I made this one using some material I found at a Goodwill, plus some fabric my mother sent me as a gift (thanks, mom!). I highly recommend hitting thrift shops for material; Second-hand sheets, blankets, dish towels, and even oversized clothing are basically just fabric waiting to be transformed into something cooler.
For this project, you need:
- Basic sewing notions (thread, pins, an iron, etc)
- The dimensions of the device in question — this could easily be a tablet or eReader case.
- About a yard of each kind of material (enough to cover the device, plus a fold-over flap and some extra to ensure it fits) — one outside material, which should be something hefty, like a felt or an outdoor fabric, and one interior material, which can be whatever you like, but I’ve found that softer textiles, like jersey, just don’t work as well.
- Batting/Some kind of a structural agent (optional — you can just make a fabric sleeve if you like, too)
- Velcro (or a button, or whichever kind of closure you want
Measure your device, and cut your materials. Your fabrics will all be different sizes — the shell will be large, while the shell and batting will be smaller. You need enough of each material to cover the whole thing and leave you some room to do your sewing. These are approximate measurements for my MacBook Air (12in x 7.5in), but they worked well.
- The shell needs to be twice as long as your laptop, since you’ll be folding it in the middle to form an envelope, and have a slightly longer edge to create a flap — about 16in x 19.5in
- The lining is just slightly (about an inch all the way around) smaller than the shell, so that it doesn’t show. You’ll want to sew very close to the edge of the shell — about 15in x 17.5in
- The batting isn’t part of the flap, and it needs to fit inside the envelope, so it should be short and slim — about 14in x 16in
Once you’ve got your material cut, line up the liner and the shell. You’ll want to sew the material on three sides in a way that you can turn it inside-out (if you’ve ever made a pillowcase, this should look familiar). Pin them to ensure a straight seam.

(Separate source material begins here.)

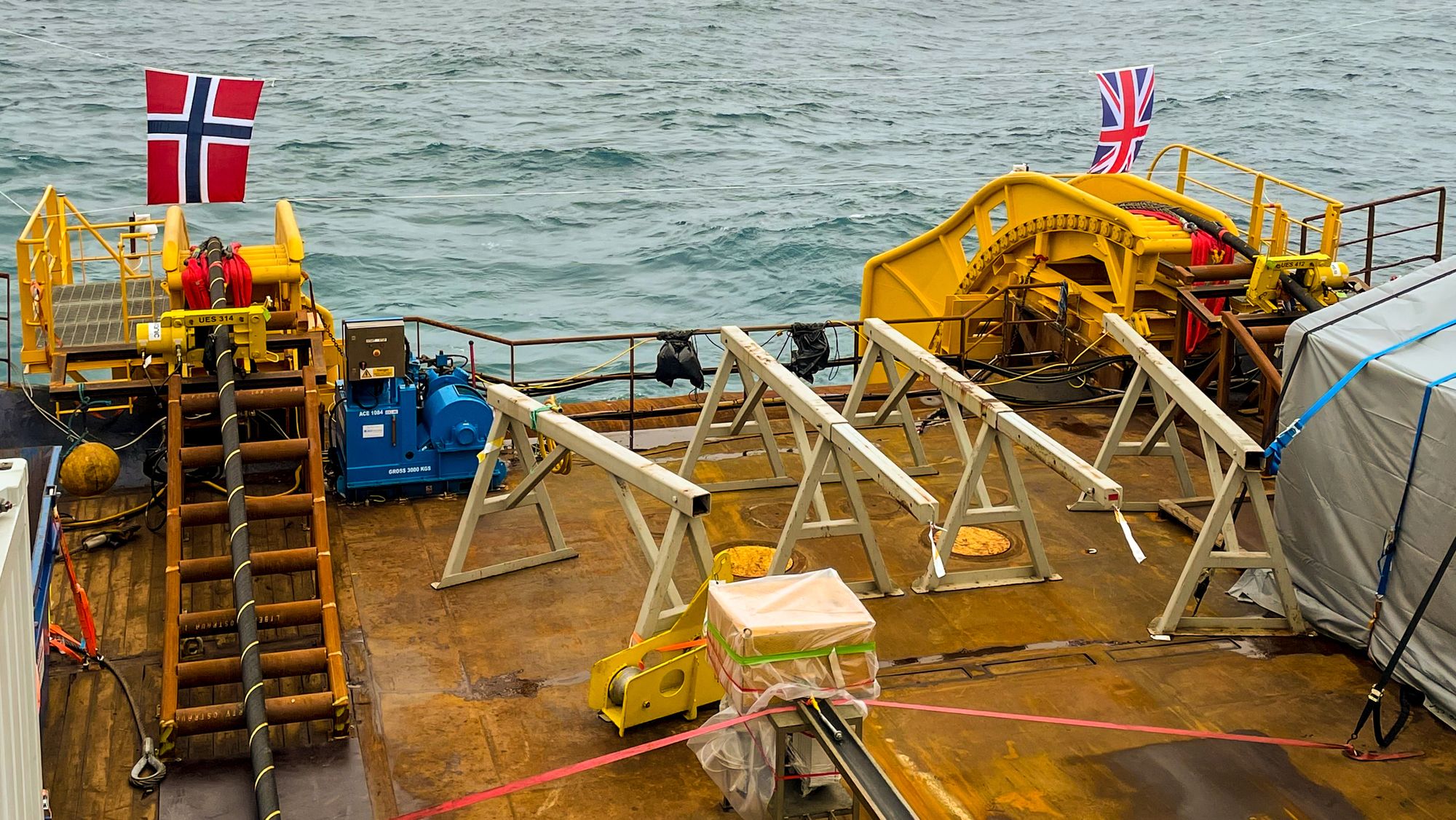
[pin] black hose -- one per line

You’re basically just affixing the two materials together and leaving one side open so that you can turn it inside-out, the sew down the long part of the shell to cover the opening. So sew up three sides — the long sides and the short side that doesn’t have the longer shell edge.
Once the three sides are sewn, turn your material inside out, so that the right sides are sewn together, but you can’t see it. If you’re using batting, slip it into the envelope, leaving space at the top, which will become the flap. If you’re using iron-on batting, you can iron it. Otherwise, it can just sort of sit inside the case.

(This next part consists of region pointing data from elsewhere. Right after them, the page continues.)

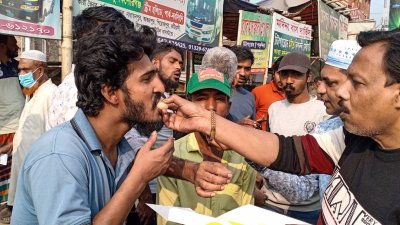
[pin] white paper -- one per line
(253, 215)
(248, 214)
(3, 159)
(185, 216)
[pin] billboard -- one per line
(194, 25)
(394, 14)
(332, 26)
(38, 18)
(255, 33)
(289, 36)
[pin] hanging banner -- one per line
(394, 14)
(255, 33)
(193, 25)
(39, 18)
(332, 26)
(289, 36)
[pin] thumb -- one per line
(150, 142)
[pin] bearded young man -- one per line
(80, 172)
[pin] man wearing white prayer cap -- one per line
(38, 89)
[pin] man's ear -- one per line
(156, 62)
(109, 94)
(309, 77)
(397, 96)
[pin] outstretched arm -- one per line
(259, 146)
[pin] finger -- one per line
(167, 148)
(203, 193)
(206, 185)
(218, 170)
(174, 101)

Iron the extra shell material over the open edge, sealing in the batting and making what will be the top of the opening of the case look nice. Sew it up.

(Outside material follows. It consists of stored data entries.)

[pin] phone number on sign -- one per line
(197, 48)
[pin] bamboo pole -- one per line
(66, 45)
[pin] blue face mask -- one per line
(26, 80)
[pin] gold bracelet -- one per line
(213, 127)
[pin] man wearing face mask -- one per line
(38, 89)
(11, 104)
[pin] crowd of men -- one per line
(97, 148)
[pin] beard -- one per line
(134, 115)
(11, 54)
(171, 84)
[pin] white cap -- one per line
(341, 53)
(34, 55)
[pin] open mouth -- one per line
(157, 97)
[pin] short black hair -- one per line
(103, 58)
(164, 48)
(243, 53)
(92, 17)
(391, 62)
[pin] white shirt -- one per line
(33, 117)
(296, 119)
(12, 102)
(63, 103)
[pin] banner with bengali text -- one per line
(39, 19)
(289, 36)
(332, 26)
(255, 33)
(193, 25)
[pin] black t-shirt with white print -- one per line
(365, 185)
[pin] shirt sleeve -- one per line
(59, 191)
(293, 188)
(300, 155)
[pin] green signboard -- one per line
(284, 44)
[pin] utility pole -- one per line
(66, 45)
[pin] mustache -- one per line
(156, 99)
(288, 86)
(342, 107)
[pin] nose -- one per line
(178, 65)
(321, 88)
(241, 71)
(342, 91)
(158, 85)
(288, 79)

Zig-zag stitch the liner to the shell to ensure it won’t fray.
Now, fold the case in the middle (with the flap for the closure still free). You might want to do this around your device to make sure it still fits. This can also be a good time to decide how closely to sew the inside seam. With the case inside-out, sew the seams on three sides (all but than the opening). This might give your machine a run for its money, since the material will be pretty dense at this point, so you may want to use a longer stitch length.
Turn the case right-side out and you’re done with the sewing bit! Now, affix your Velcro. I used self-adhesive Velcro, but adhered it with additional fabric glue to ensure it wouldn’t come off. You can also sew the Velcro on, or simply fold the case over. You can also add a button and an elastic-tie closure, or basically anything else you want.